15600$ Office Costs (1400$/person office cost at FAR labs monthly 6 months 2 persons)
1776$ Proportional visa costs for 1 researcher for this time period

20% buffer

Total: $244k

Who is on the team and what's their track record on similar projects?

David “davidad” Dalrymple:

Suggested this experiment before seeing the original activation-engineering results
Coauthor of Physical Principles for Scalable Neural Recording (with Ed Boyden, George Church, Konrad Kording, Adam Marblestone, et al.)
Advisor to this Nature Methods paper on 3D neuroimaging (in Acknowledgments): https://www.nature.com/articles/nmeth.2964
Advisor to Brain Preservation Foundation https://www.brainpreservation.org/team/david-dalrymple/
Studied systems neuroscience in the Biophysics PhD program at Harvard
Main claim to fame: youngest MIT graduate student (obtained master’s at age 16)
Author of An Open Agency Architecture for Safe Transformative AI (see also this subsequent exposition).
- That is a completely different approach that relies on formal verification for safety rather than prosaic alignment; however, nonetheless, davidad believes there are some prosaic directions (such as this one) that deserve more attention and effort.

Lisa Thiergart:

Co-author on original activation engineering paper (soon will also be on arxiv) https://www.lesswrong.com/posts/5spBue2z2tw4JuDCx/steering-gpt-2-xl-by-adding-an-activation-vector
Co-author on adding vector to steer a maze-solving agent https://www.lesswrong.com/posts/gRp6FAWcQiCWkouN5/maze-solving-agents-add-a-top-right-vector-make-the-agent-go
SERI MATS scholar
Previous experiences: https://www.linkedin.com/in/lisathiergart/
- neurotech / alignment relevant experience:
  - 6 months on Team Shard mentored by Alex Turner, various mechanistic interpretability projects including maze and natural abstraction
  - 4 months working as Research Scientist for BCI startup
  - 3 months upskilling at Entrepreneur First focused on Alignment and Neurotech domain exploration
  - Ran workshop on neurotech for alignment affiliated with foresight
  - 8 months CORE Robotics lab - specialist project on BCI control of robotics, experience with EEG recording, experiment execution with participants and experimental design. IRB certified.
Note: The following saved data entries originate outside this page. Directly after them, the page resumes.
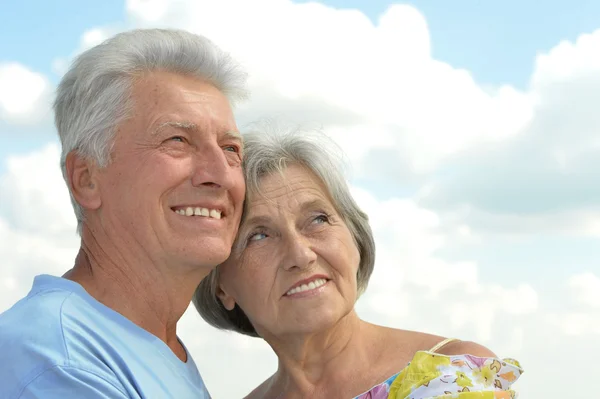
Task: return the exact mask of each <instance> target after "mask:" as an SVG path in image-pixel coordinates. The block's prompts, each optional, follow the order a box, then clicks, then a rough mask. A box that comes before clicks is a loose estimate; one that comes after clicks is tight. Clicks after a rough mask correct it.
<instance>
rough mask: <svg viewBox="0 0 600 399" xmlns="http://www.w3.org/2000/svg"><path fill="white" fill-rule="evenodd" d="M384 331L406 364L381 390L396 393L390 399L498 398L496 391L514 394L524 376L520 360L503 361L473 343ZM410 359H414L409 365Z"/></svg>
mask: <svg viewBox="0 0 600 399" xmlns="http://www.w3.org/2000/svg"><path fill="white" fill-rule="evenodd" d="M382 332H383V334H384V335H385V336H386V341H387V343H386V345H387V346H388V347H390V349H391V348H394V349H392V350H391V351H390V352H394V353H396V354H397V356H399V357H401V358H402V361H401V362H400V364H404V366H402V367H400V368H399V369H398V372H399V373H398V374H397V375H395V376H393V377H394V378H390V379H389V380H387V381H385V382H384V383H382V384H381V385H380V386H378V387H377V389H379V390H381V391H382V394H383V393H385V394H389V393H390V392H391V393H393V394H394V396H391V395H390V396H389V397H394V398H395V397H402V398H404V397H406V398H413V396H409V395H417V396H414V397H420V398H430V397H437V396H441V395H447V394H456V395H457V396H456V397H457V398H460V397H461V396H460V395H458V394H460V393H464V392H489V395H490V398H494V397H495V396H493V395H494V392H505V393H506V394H507V395H512V394H513V391H512V389H511V385H512V384H513V383H514V382H515V381H516V380H517V379H518V378H519V377H520V375H521V374H522V373H523V370H522V368H521V366H520V364H519V363H518V362H517V361H516V360H514V359H510V358H504V359H503V358H499V357H498V356H497V355H496V354H495V353H494V352H493V351H491V350H490V349H488V348H487V347H485V346H483V345H481V344H478V343H475V342H472V341H463V340H460V339H448V338H444V337H441V336H436V335H431V334H426V333H420V332H416V331H405V330H396V331H392V329H388V330H386V331H382ZM396 345H397V346H396ZM401 347H404V349H401ZM396 348H399V349H396ZM407 357H409V358H410V360H409V361H407V362H406V363H405V359H406V358H407ZM383 388H385V389H383ZM371 397H375V398H378V397H379V396H377V395H375V396H371ZM381 397H386V398H387V397H388V396H386V395H384V396H381ZM507 397H512V396H507Z"/></svg>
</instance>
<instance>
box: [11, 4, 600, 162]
mask: <svg viewBox="0 0 600 399" xmlns="http://www.w3.org/2000/svg"><path fill="white" fill-rule="evenodd" d="M323 3H325V4H329V5H332V6H335V7H346V8H358V9H360V10H362V11H363V12H364V13H365V14H366V15H367V16H369V17H370V18H371V19H372V20H373V21H376V20H377V18H378V16H379V15H380V14H381V13H382V12H384V11H385V9H386V8H387V7H388V6H389V4H390V1H384V0H368V1H367V0H327V1H324V2H323ZM483 3H485V4H483ZM407 4H413V5H415V6H416V7H417V8H418V9H419V11H420V12H421V13H423V14H424V16H425V18H426V19H427V23H428V25H429V30H430V34H431V38H432V52H433V57H434V58H436V59H438V60H441V61H445V62H448V63H449V64H451V65H452V66H453V67H455V68H465V69H467V70H468V71H469V72H470V73H471V74H472V75H473V76H474V78H475V80H476V81H477V82H478V83H479V84H482V85H492V86H494V85H502V84H507V83H508V84H511V85H512V86H514V87H516V88H520V89H524V88H526V86H527V83H528V79H529V77H530V76H531V72H532V70H533V66H534V61H535V54H537V53H539V52H544V51H548V50H549V49H550V48H552V47H553V46H555V45H556V44H557V43H558V42H559V41H561V40H575V39H576V38H577V36H578V35H579V34H581V33H582V32H591V31H593V30H595V29H597V28H598V24H597V21H600V2H598V1H592V0H576V1H572V2H570V3H569V2H565V1H557V0H551V1H545V2H544V3H543V6H542V3H541V2H534V1H532V0H529V1H517V0H507V1H503V2H481V1H477V0H459V1H452V2H449V1H439V0H423V1H414V2H407ZM121 24H123V25H125V24H126V15H125V6H124V2H123V1H121V0H88V1H85V2H83V1H78V0H55V1H52V2H46V1H39V0H37V1H36V0H20V1H14V2H11V4H10V6H9V7H6V6H4V7H3V12H2V13H0V37H1V38H3V39H2V40H0V63H3V62H13V61H16V62H19V63H21V64H23V65H26V66H27V67H29V68H31V69H32V70H33V71H35V72H39V73H42V74H44V75H45V76H46V77H47V78H48V79H49V80H50V81H51V82H52V83H57V82H58V80H59V79H60V76H58V75H57V74H56V73H55V72H54V71H53V68H52V63H53V61H54V60H56V59H57V58H59V57H60V58H68V57H69V56H70V55H72V54H73V52H74V51H75V50H76V49H77V48H78V47H79V44H80V40H81V35H82V34H83V33H84V32H85V31H86V30H89V29H91V28H93V27H100V26H115V25H121ZM1 123H2V121H0V125H1ZM0 128H1V126H0ZM50 134H54V132H53V131H52V133H50V132H47V131H37V132H32V134H31V135H28V137H23V136H21V137H20V138H19V140H15V138H14V137H11V136H10V135H9V136H7V135H0V157H4V156H5V154H7V153H8V148H10V153H13V154H14V153H22V152H25V151H29V150H31V149H32V148H35V147H37V146H39V143H40V142H41V141H47V140H48V139H50V137H49V136H50ZM52 137H53V138H54V136H52ZM3 169H4V165H0V171H2V170H3Z"/></svg>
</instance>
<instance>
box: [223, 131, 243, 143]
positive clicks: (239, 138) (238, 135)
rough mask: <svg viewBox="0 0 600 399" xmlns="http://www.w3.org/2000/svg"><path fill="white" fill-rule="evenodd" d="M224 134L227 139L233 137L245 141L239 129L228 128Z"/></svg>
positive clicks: (225, 137) (233, 138)
mask: <svg viewBox="0 0 600 399" xmlns="http://www.w3.org/2000/svg"><path fill="white" fill-rule="evenodd" d="M223 136H224V138H226V139H232V140H237V141H244V140H243V138H242V135H241V134H240V132H238V131H237V130H227V131H225V133H224V134H223Z"/></svg>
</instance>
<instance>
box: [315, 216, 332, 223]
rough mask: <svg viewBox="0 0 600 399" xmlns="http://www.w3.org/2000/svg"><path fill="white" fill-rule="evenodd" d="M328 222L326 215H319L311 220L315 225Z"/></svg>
mask: <svg viewBox="0 0 600 399" xmlns="http://www.w3.org/2000/svg"><path fill="white" fill-rule="evenodd" d="M327 222H329V217H328V216H327V215H319V216H317V217H316V218H314V219H313V223H315V224H323V223H327Z"/></svg>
What are the most likely causes and outcomes if this project fails? (premortem)

The most obvious is that AIs don't make value judgements like humans do and this is a waste of time. It still seems well worth trying though.

What other funding is this person or project getting?

Probably some from Foresight since they are applying and we are in discussions with them. They don’t want to very actively spend time seeking grants since it is very time-consuming.